I am working on a Rails 4.2 app that has recurring weekly events that people register for. They will get a reminder email before each event (so weekly). I want a one click unsubscribe link on the email. This seems like a common task but I haven't found a good current solution. Some directions I have seen are to use MessageVerifier which was new to Rails 4.1 and doesn't require saving a token string to compare to in the database. What are the steps to accomplish this. I have a user model and an event model. Emails are sent to registered users who signed up for the recurring event.
Here is the solution I came up with for an unsubscribe link for regular emails sent to subscribers. It uses MessageVerifier.
In my Events controller I have a send_notice action that sends the email. I'll create a variable for the unsubscribe link and pass it to the mailer.
# app/controller/events_controller.rb
def send_notice
...
@unsubscribe = Rails.application.message_verifier(:unsubscribe).generate(@user.id)
EventMailer.send_notice(@event, @user, @unsubscribe).deliver_later
end
This takes the user id and generates a signed and encoded string variable @unsubscribe. Message verifier turns the user id into an indecipherable string of characters by mixing it with your secret_key_base (found in the file config/secrets.yml), and the name that you give the message (in this case I'm calling it :unsubscribe but it could be any name) as what they call a salt, and running it through an algorithm called SHA1. Make sure your secret_key_base stays secure. Use environmental variables to store the value in production. In the last line we pass the @unsubscribe variable to the mailer along with @event and @user variables.
# app/mailers/event_mailer.rb
def send_notice(event, user, unsubscribe)
@event = event
@user = user
@unsubscribe = unsubscribe
mail(to: user.email, subject: "Event Info")
end
# app/views/events_mailer/send_notice.html.erb
...
<%= link_to "Unsubscribe", settings_unsubscribe_url(id: @unsubscribe) %>.
Notice the (id: @unsubscribe) argument added. This will append the encoded user id to the end of the URL beginning with a ? in what is known as a query param.
Add a route that takes the user to an unsubscribe page. Then another route for when they submit the unsubscribe.
# config/routes.rb
get 'settings/unsubscribe'
patch 'settings/update'
I opted to add a subscription boolean (true/false) field to the user model but you can set it up many different ways. rails g migration AddSubscriptionToUsers subscription:boolean
.
I opted to add a settings controller with an unsubscribe and an update action. Generate the controller rails g controller Settings unsubscribe
.
When the user clicks on the unsubscribe link in the email it will go to the url and append the encoded User ID to the URL after the question mark as a query param. Here's an example of what the link would look like: http://localhost:3000/settings/unsubscribe?id=BAhpEg%3D%3D--be9f8b9e64e13317bb0901d8725ce746b156b152.

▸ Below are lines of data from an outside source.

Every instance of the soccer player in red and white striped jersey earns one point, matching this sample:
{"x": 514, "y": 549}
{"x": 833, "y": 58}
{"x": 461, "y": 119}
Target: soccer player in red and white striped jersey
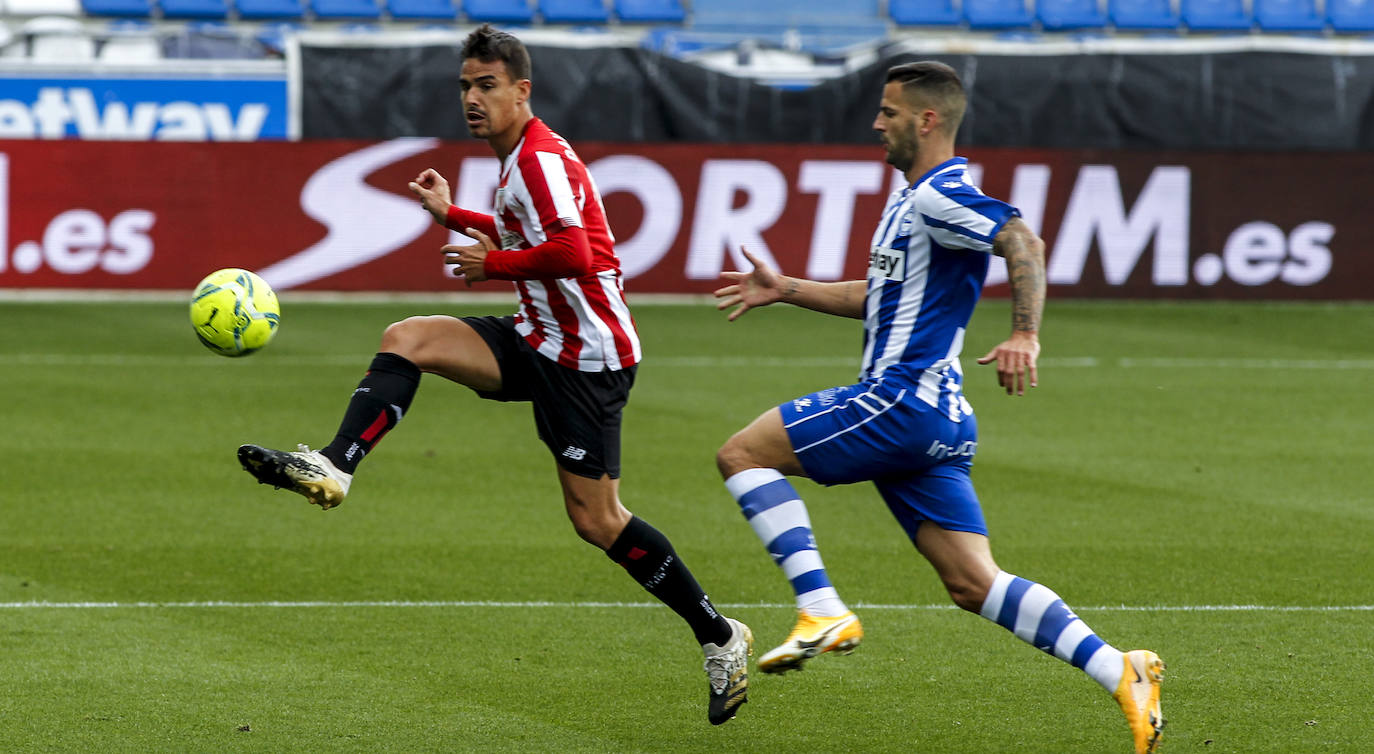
{"x": 570, "y": 350}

The unsubscribe action will use MessageVerifier to unsign and decode the id param to get the actual user id and use that to find the user and assign it to the @user variable.

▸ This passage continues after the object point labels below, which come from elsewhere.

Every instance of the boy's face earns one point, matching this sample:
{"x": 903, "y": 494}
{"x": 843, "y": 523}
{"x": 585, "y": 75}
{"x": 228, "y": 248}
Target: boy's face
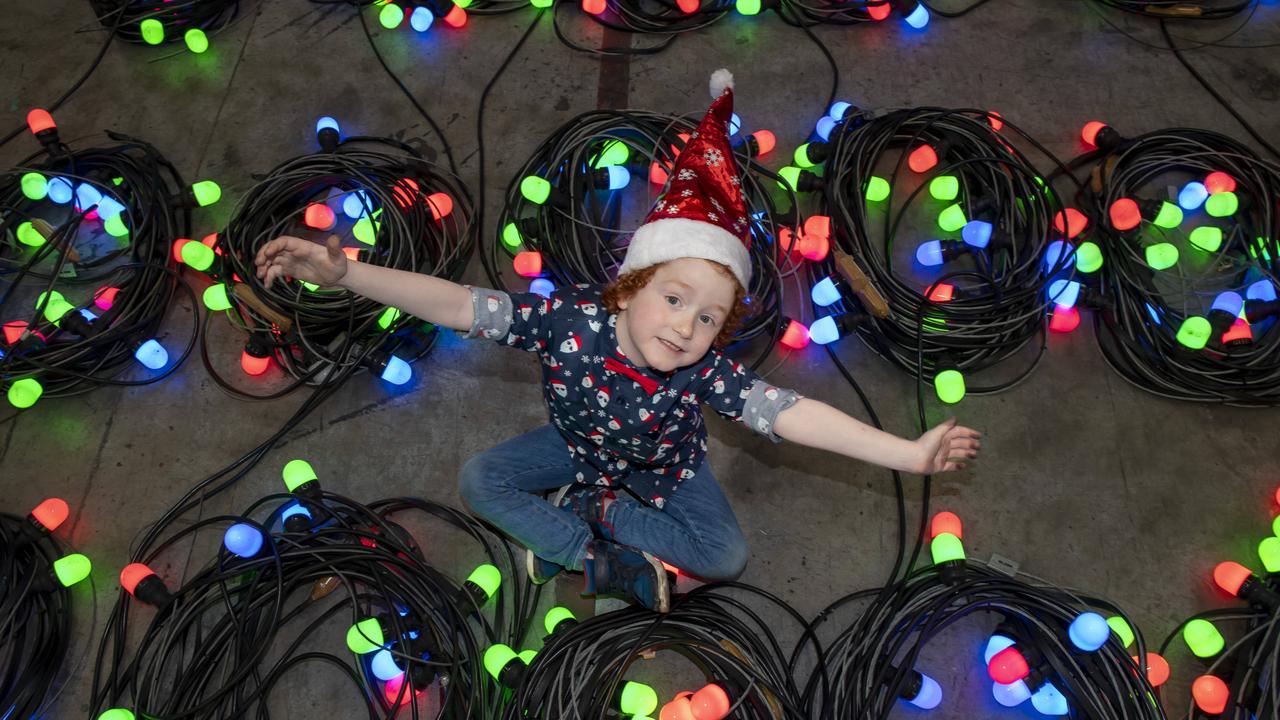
{"x": 672, "y": 320}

# app/controllers/settings_controller.rb
def unsubscribe
user = Rails.application.message_verifier(:unsubscribe).verify(params[:id])
@user = User.find(user)
end
def update
@user = User.find(params[:id])
if @user.update(user_params)
flash[:notice] = 'Subscription Cancelled'
redirect_to root_url
else
flash[:alert] = 'There was a problem'
render :unsubscribe
end
end
private
def user_params
params.require(:user).permit(:subscription)
end
Add the unsubscribe page that includes a form to cancel your subscription.
# app/views/settings/unsubscribe.html.erb
<h4>Unsubscribe from Mysite Emails</h4>
<p>By unsubscribing, you will no longer receive email...</p>
<%= form_for(@user, url: settings_update_path(id: @user.id)) do |f| %>
<%= f.hidden_field(:subscription, value: false) %>
<%= f.submit 'Unsubscribe' %>
<%= link_to 'Cancel', root_url %>
<% end %>
There are a number of ways you can set this up. Here I use the form_for helper routed to the settings_update_path with an added argument of id: @user.id. This will append the user id to the URL when sending the form as a query param. The Update action will read it to find the user and update the Subscription field to false.